# help decision look 585 ultra



## maqsuntzu (Jan 20, 2009)

I'm searching to change my frame, I liked the 585 ultra, the frames that I'm interested are
scott cr1 pro
scott addict Sl
look 585 ultra
If anyone could compare or just talk aboult the 585 or other of this bikes (stiff,performance,weight for L/56size, and price) of the frameset.

thanks :]


----------



## audiojan (Jul 24, 2006)

I can compare the CR1 SL and the regular 585... I've ridden both and to me, the 585 is by superior... it rides smoother, but at the same time feels stiffer (remeber this is the 585 origin not Ultra, but I'm only 160lbs, so not a heavy weight).

I saw so impressed with the 585 that decided to take a step up to 595 and that is a superb bike! My new bike for next year is a 595 origin (to go with my 496Tri bike).

Other bikes I've compared these to are Orbea Orca and Colnago ExP (which are my other two bikes). Still, the 595 is right up there with the ExP and the 585 would be right behind those.

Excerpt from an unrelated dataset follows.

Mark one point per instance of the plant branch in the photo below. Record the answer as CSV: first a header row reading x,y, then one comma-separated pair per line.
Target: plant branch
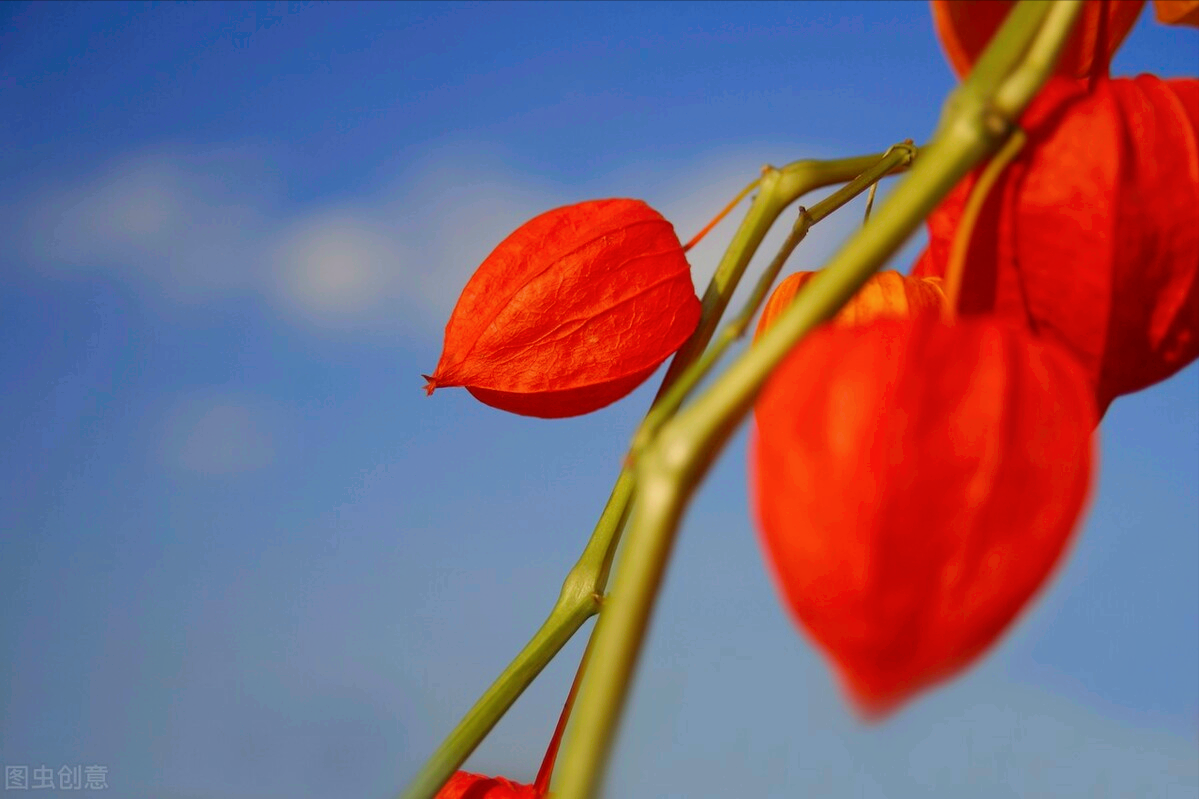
x,y
586,581
670,468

Just my opinion based on my experiences though.. FWIW


----------



## trunkz22 (Sep 12, 2008)

Hey Maqsuntzu, I thought you just bought the Scott just recently? Why change it?


----------



## maqsuntzu (Jan 20, 2009)

trunkz22 : English is not my first language,
I'm just trying to compare some bikes for me and for my friends. I'm trying to find one mediun carbon frame that is good for me.
sorry if I made you undestand one wrong think, I'm not good in write things in English
but I try to make people understand me.
thanks for your post. 

Maqsuntzu :]


----------